Counter-ar­gu­ing, Ti­tov said that he based his claim on Soviet court doc­u­ments and feels per­se­cuted for his opin­ion. His­to­ri­ans, how­ever, say any re­search on Lithua­nia’s re­sis­tance move­ment can­not be based on the KGB ma­te­ri­als as they are full of false ac­cu­sa­tions smear­ing par­ti­sans. Ti­tov made defam­a­tory state­ments in July and was flour-bombed swiftly af­ter­wards dur­ing a right-wing party-held protest over the nasty state­ments. Lithua­nia’s pros­e­cu­tor Gen­eral’s Of­fice in July launched an in­ves­ti­ga­tion re­gard­ing the defama­tion of the mem­ory of a dead per­son.

A par­ti­san war­fare broke out in Lithua­nia in 1944 af­ter the Baltic coun­try was oc­cu­pied by the Soviet Union for the sec­ond time. Ra­manauskas-Vana­gas lead par­ti­sans in the south­ern re­gion of Dzūk­ija. To­gether with other par­ti­san com­man­ders, he signed the Lithua­nian Par­ti­sans Dec­la­ra­tion of Fe­bru­ary 16, 1949. Armed fight for the restora­tion of Lithua­nia’s in­de­pen­dence lasted from 1944 un­til 1953. Ra­manauskas-Vana­gas was de­tained in 1956, bru­tally tor­tured by the Sovi­ets and ex­e­cuted a year later.
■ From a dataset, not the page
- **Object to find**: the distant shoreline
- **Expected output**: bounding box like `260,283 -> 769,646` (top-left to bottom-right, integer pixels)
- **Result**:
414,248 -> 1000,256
His re­mains were found ear­lier this year in Našlaičiai Ceme­tery in An­takal­nis. Au­then­tic­ity of the re­mains was con­firmed by an­thro­po­log­i­cal foren­sic anal­y­sis, skull and face pho­to­graphic com­par­i­son, and DNA test. The par­ti­san’s re­mains were buried in the cer­e­mony of state fu­neral dur­ing Oc­to­ber 5-6.